# Question for those that sell their soap



## SerenityMama (Aug 26, 2009)

I have seen a lot of info online when searching ways to sell that say we should have insurance to cover the product. Does anyone here have insurance?? If you don't mind telling what do you pay. How did you find an insurance.

I am trying to figure out if I can make it worth my time to do this for my local farmers market, I am just unsure what I should do. I don't claim anything about my soap, I list all ingredients used. Should I be doing anything else??


----------



## Mistyf (Apr 4, 2008)

I have insurance through the handcrafted soapmaker's guild. It includes your membership in the guild, and is around $425 for the year. Mine is coming up for renewal this week, and will probably be more, just like everything else.

But, I would not sell without it.


----------



## MullersLaneFarm (Jul 23, 2004)

My liability insurance is included in our farm policy. With today's society, I wouldn't be without it. Haven't had to use it in 9 years.

If I was just selling soap, I wouldn't be that concerned since it is a wash off product. Lotions, creams, lotion bars, et al .... wouldn't be without it.


----------



## beaglady (Oct 7, 2002)

I have insurance too - also as a farm product rider on my homeowners insurance. It runs around $400 a year. Many of the better craft shows around here will require proof of insurance in order to participate.


----------



## Charleen (May 12, 2002)

We have a special rider on our farm insurance policy that covers our products. Plus, all farm markets in NYS (3 different markets have told me this) require each vendor to have coverage of $1 million.


----------



## tmfinley (Feb 25, 2008)

Take a look at RLI insurance company and some I know have insurance with Wells Fargo too.

Tiffany


----------



## fransean (Dec 21, 2002)

When I was selling at craft shows my insurance was with RLI.


----------



## canadiangirl (Jul 25, 2004)

I have it as a rider on my house policy...about $600 yr


----------



## Bountiful Ranch (Jan 11, 2010)

I have a Ranch policy. With the possibility of cows on the road, didn't have a choice. I also have a building just for soapmaking and so that bldg. has a different policy than the house. Between people on my property for blueberries and the soap plus aggressive horses et... it isn't too cheap. Insurance has me coming and going and trying to figure it out as to what I actually pay has me going bonkers.

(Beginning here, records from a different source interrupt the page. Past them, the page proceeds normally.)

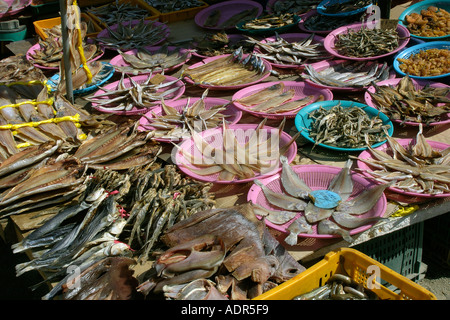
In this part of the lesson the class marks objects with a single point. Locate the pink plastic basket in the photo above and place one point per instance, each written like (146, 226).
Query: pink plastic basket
(234, 115)
(317, 177)
(418, 84)
(302, 90)
(214, 138)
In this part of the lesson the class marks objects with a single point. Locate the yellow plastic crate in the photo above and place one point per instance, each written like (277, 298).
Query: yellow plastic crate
(40, 25)
(356, 265)
(153, 14)
(180, 15)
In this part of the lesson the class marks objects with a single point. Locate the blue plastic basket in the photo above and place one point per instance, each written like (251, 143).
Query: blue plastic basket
(303, 122)
(405, 54)
(268, 31)
(104, 75)
(322, 7)
(442, 4)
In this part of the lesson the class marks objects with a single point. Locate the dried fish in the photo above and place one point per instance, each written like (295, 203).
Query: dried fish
(348, 74)
(345, 127)
(416, 168)
(140, 96)
(284, 52)
(269, 21)
(367, 42)
(231, 70)
(128, 36)
(144, 61)
(422, 105)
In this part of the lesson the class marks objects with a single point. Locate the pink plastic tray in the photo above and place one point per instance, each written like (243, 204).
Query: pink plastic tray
(37, 47)
(242, 85)
(418, 84)
(233, 113)
(139, 79)
(316, 177)
(24, 4)
(330, 41)
(322, 65)
(407, 143)
(302, 90)
(291, 37)
(214, 138)
(227, 10)
(118, 61)
(105, 32)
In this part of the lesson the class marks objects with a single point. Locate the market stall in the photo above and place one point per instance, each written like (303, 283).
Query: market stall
(134, 178)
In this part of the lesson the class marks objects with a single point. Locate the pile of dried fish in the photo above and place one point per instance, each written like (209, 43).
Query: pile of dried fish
(37, 121)
(37, 177)
(6, 7)
(18, 68)
(107, 279)
(229, 244)
(116, 11)
(51, 52)
(79, 234)
(430, 22)
(158, 198)
(426, 63)
(296, 6)
(366, 42)
(282, 51)
(405, 102)
(128, 36)
(337, 219)
(339, 287)
(345, 6)
(415, 168)
(214, 17)
(174, 5)
(118, 148)
(215, 44)
(230, 70)
(349, 127)
(234, 160)
(144, 61)
(319, 22)
(140, 96)
(176, 125)
(275, 99)
(348, 74)
(271, 21)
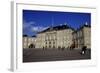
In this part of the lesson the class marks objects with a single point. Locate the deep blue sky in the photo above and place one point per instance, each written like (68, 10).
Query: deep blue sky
(34, 21)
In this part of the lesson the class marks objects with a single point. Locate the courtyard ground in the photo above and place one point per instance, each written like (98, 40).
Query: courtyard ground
(37, 55)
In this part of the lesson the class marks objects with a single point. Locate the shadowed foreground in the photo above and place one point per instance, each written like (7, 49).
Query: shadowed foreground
(33, 55)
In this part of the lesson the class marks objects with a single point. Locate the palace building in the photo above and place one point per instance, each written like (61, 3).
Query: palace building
(61, 36)
(82, 37)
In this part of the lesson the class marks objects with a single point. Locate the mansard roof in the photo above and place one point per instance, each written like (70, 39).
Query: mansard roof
(59, 27)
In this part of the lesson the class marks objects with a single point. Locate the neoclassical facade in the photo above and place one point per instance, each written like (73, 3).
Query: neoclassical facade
(82, 37)
(55, 37)
(61, 36)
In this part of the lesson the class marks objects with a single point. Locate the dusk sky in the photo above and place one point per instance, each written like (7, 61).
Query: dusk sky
(35, 21)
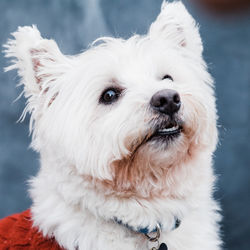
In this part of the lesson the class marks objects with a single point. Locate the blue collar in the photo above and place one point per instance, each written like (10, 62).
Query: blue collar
(145, 230)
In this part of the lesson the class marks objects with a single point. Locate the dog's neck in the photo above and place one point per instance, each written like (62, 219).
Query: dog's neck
(67, 208)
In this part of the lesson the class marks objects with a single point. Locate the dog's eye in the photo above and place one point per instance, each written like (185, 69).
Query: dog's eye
(167, 77)
(110, 95)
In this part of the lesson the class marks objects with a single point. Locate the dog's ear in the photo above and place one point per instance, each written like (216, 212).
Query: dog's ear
(174, 24)
(39, 63)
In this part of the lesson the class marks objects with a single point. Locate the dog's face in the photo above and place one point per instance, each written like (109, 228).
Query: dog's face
(127, 114)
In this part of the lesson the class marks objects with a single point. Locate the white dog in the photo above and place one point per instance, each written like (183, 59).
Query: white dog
(126, 133)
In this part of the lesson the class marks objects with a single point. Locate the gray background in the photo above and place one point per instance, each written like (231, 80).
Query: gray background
(74, 24)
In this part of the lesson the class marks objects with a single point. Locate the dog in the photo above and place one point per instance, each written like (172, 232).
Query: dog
(126, 132)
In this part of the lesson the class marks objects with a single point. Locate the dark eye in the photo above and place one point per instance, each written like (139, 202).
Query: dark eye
(110, 95)
(167, 77)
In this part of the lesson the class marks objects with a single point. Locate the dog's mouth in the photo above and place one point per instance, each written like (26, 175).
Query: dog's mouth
(167, 130)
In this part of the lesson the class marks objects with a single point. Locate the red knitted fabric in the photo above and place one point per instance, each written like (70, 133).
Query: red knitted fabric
(16, 232)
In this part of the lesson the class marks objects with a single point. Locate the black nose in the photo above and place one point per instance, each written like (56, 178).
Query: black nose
(166, 101)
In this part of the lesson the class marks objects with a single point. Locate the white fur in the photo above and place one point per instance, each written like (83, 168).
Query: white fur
(77, 137)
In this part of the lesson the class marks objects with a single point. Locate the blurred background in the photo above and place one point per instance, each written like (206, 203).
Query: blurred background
(225, 29)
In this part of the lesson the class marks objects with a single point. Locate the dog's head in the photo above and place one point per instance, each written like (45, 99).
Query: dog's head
(127, 114)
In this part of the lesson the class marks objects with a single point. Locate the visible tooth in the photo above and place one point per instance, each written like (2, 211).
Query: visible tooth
(169, 129)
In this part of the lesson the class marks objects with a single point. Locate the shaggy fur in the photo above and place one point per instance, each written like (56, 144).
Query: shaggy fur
(97, 162)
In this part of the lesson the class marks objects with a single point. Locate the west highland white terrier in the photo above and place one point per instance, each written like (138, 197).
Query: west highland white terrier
(126, 133)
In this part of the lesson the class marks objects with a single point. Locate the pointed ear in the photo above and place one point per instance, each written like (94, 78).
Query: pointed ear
(39, 63)
(174, 24)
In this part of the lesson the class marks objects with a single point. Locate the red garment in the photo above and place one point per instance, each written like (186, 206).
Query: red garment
(16, 232)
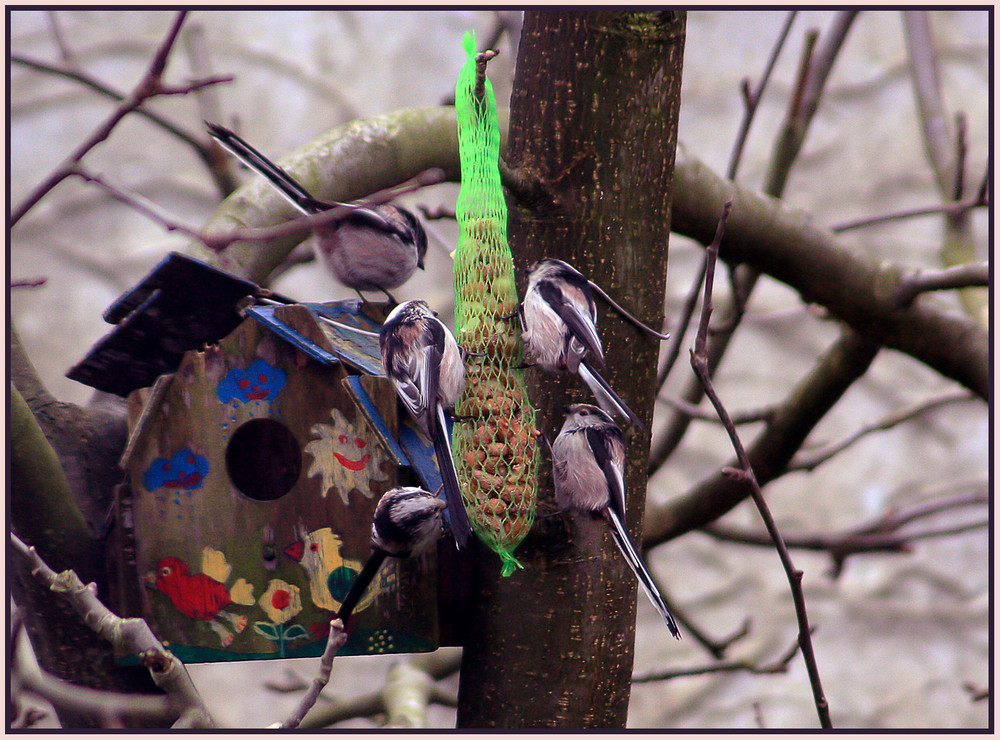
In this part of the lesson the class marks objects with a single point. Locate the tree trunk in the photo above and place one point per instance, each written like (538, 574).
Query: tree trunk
(594, 126)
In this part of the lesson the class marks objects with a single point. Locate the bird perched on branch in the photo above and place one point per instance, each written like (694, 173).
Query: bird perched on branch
(407, 522)
(423, 361)
(588, 459)
(559, 319)
(371, 248)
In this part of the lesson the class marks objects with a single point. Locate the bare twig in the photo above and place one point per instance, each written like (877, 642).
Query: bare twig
(699, 362)
(814, 71)
(878, 535)
(927, 86)
(28, 283)
(960, 276)
(778, 665)
(203, 149)
(749, 416)
(681, 326)
(975, 692)
(752, 98)
(949, 209)
(150, 85)
(438, 213)
(625, 314)
(811, 460)
(335, 641)
(220, 241)
(65, 52)
(109, 707)
(945, 155)
(131, 636)
(435, 666)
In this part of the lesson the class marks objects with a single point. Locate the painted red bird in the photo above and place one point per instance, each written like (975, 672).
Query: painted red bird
(199, 596)
(196, 596)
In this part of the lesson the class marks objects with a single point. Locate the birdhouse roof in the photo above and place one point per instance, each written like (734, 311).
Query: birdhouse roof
(185, 304)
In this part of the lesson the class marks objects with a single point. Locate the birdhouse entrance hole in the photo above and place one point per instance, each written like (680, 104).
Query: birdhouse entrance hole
(263, 459)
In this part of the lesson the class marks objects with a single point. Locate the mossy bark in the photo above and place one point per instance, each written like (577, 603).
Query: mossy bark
(593, 126)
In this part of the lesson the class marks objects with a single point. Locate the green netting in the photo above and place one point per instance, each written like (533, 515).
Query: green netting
(495, 450)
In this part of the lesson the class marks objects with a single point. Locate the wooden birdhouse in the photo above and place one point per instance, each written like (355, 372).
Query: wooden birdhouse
(261, 436)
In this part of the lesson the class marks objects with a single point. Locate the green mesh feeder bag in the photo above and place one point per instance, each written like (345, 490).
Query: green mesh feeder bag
(495, 450)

Personally, if I wasn't on a ranch and was going to sell just on the internet, I don't think I would take insurance out. I guess someone could sue if they got a face lift off the soap but really!!


----------



## Ladyhen (Aug 28, 2004)

Mistyf said:


> I have insurance through the handcrafted soapmaker's guild. It includes your membership in the guild, and is around $425 for the year. Mine is coming up for renewal this week, and will probably be more, just like everything else.
> 
> But, I would not sell without it.


I also have this insurance.


----------



## 6e (Sep 10, 2005)

I honestly never thought about insurance, but ouch!! I'd never make enough to pay for the insurance. LOL


----------



## Bountiful Ranch (Jan 11, 2010)

6e said:


> I honestly never thought about insurance, but ouch!! I'd never make enough to pay for the insurance. LOL


Very nice farm (very sorry for youloss, she was a beautiful child). Anyway, I believe your farm insurance would cover soap business. It is done on the premises. Pretty much any insurance covering your property would cover. You sell animals and you sell soap, the same thing. I think!!!!!!!!!!!!!


----------



## Patriot (Jan 2, 2010)

I'm sorry....but it is a sad day when we have to worry about having insurance to sell soap. No wonder so many people get discouraged about starting any kind of business.

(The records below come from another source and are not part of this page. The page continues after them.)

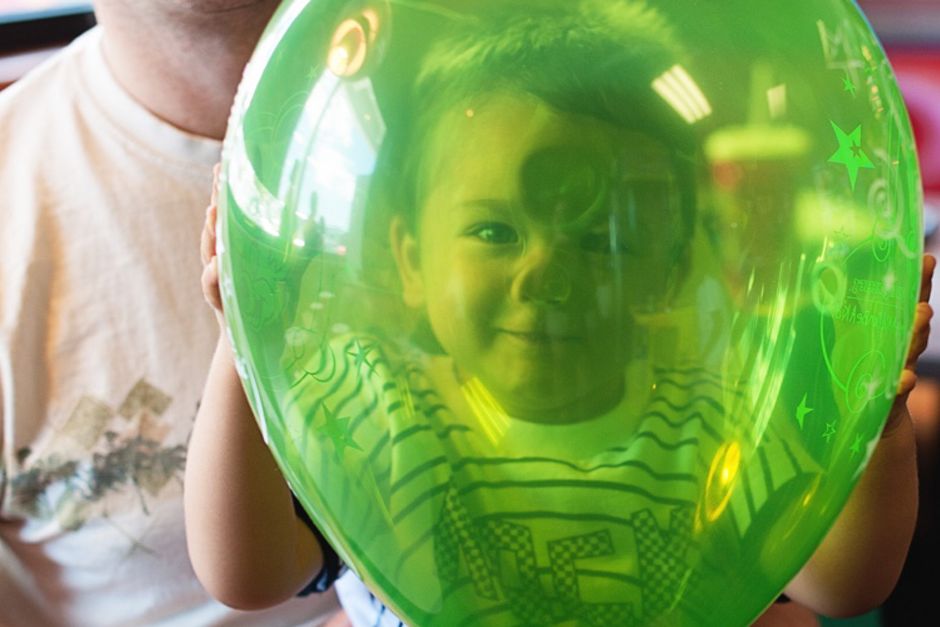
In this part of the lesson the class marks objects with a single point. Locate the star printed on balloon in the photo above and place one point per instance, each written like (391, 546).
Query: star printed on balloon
(337, 430)
(850, 153)
(360, 355)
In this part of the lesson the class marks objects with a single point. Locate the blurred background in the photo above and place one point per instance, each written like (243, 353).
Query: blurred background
(31, 30)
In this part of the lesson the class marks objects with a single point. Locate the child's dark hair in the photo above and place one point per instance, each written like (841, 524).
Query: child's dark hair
(596, 58)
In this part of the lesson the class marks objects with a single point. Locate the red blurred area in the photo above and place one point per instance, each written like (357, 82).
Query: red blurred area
(918, 72)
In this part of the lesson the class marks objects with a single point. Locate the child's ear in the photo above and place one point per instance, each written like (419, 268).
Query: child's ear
(405, 249)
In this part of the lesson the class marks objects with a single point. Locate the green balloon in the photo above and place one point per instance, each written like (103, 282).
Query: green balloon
(570, 311)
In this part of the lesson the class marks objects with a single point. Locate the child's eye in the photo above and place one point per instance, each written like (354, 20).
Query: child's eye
(494, 233)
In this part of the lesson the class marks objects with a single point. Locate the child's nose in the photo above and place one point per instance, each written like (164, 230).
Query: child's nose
(543, 277)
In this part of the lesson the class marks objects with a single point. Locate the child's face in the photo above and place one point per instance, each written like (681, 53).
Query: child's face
(540, 232)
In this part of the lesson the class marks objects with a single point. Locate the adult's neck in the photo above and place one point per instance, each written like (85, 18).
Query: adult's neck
(180, 61)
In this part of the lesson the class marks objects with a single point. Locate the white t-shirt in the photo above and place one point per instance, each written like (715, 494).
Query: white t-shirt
(105, 341)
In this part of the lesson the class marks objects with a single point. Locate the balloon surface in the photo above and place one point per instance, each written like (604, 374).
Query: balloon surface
(562, 312)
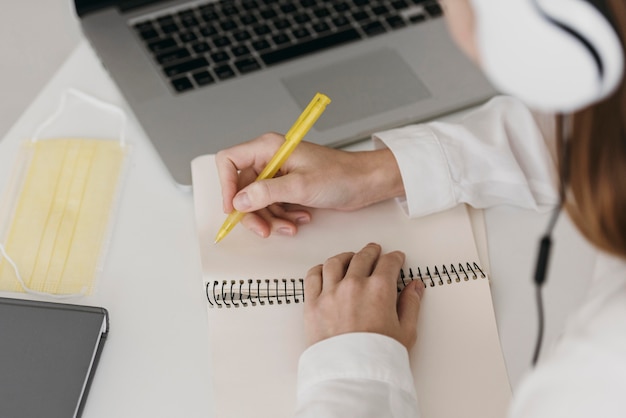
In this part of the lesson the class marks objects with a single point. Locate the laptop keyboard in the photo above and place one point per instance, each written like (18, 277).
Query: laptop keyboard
(214, 42)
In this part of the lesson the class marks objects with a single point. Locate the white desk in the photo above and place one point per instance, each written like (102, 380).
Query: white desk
(155, 362)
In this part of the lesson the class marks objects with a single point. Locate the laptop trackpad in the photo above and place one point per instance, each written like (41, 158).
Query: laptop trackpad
(359, 87)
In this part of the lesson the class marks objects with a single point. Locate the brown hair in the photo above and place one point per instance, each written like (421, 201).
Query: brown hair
(596, 163)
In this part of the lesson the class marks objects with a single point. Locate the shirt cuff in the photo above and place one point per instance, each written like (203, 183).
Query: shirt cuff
(358, 355)
(423, 166)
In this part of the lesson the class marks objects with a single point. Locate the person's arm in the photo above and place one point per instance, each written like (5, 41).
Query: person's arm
(363, 375)
(496, 155)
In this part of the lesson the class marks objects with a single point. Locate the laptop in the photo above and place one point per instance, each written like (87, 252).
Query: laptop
(204, 75)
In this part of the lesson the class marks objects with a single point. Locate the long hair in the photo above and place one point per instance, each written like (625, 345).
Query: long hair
(596, 163)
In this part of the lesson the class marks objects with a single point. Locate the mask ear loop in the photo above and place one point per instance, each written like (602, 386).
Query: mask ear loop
(122, 135)
(28, 290)
(91, 100)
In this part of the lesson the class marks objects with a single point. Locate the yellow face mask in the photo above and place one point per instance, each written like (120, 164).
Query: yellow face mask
(60, 219)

So I am curious about something and would like to ask those of you who have the insurance...does it cover if you GIVE your soap to someone? So if you give soap as a gift? Or only if you sell?


----------



## Bountiful Ranch (Jan 11, 2010)

Goodness, I've never even thought of that. I give tons away too. I also wonder if your double protected if you sell in a shop, does their insurance cover. Gosh! one might stay up all night wondering if they can be sued or not. This world is getting a little to sue happy for me.


----------



## homesteadwriter (Oct 19, 2009)

I stopped selling because the insurance costs so much. Now I just make soap and lotion for my self and a few family members


----------



## linn (Jul 19, 2005)

According to the Handcrafted Soapmaker's Guild anyone who sells bath and body products other than soap may soon have to register with the FDA.


----------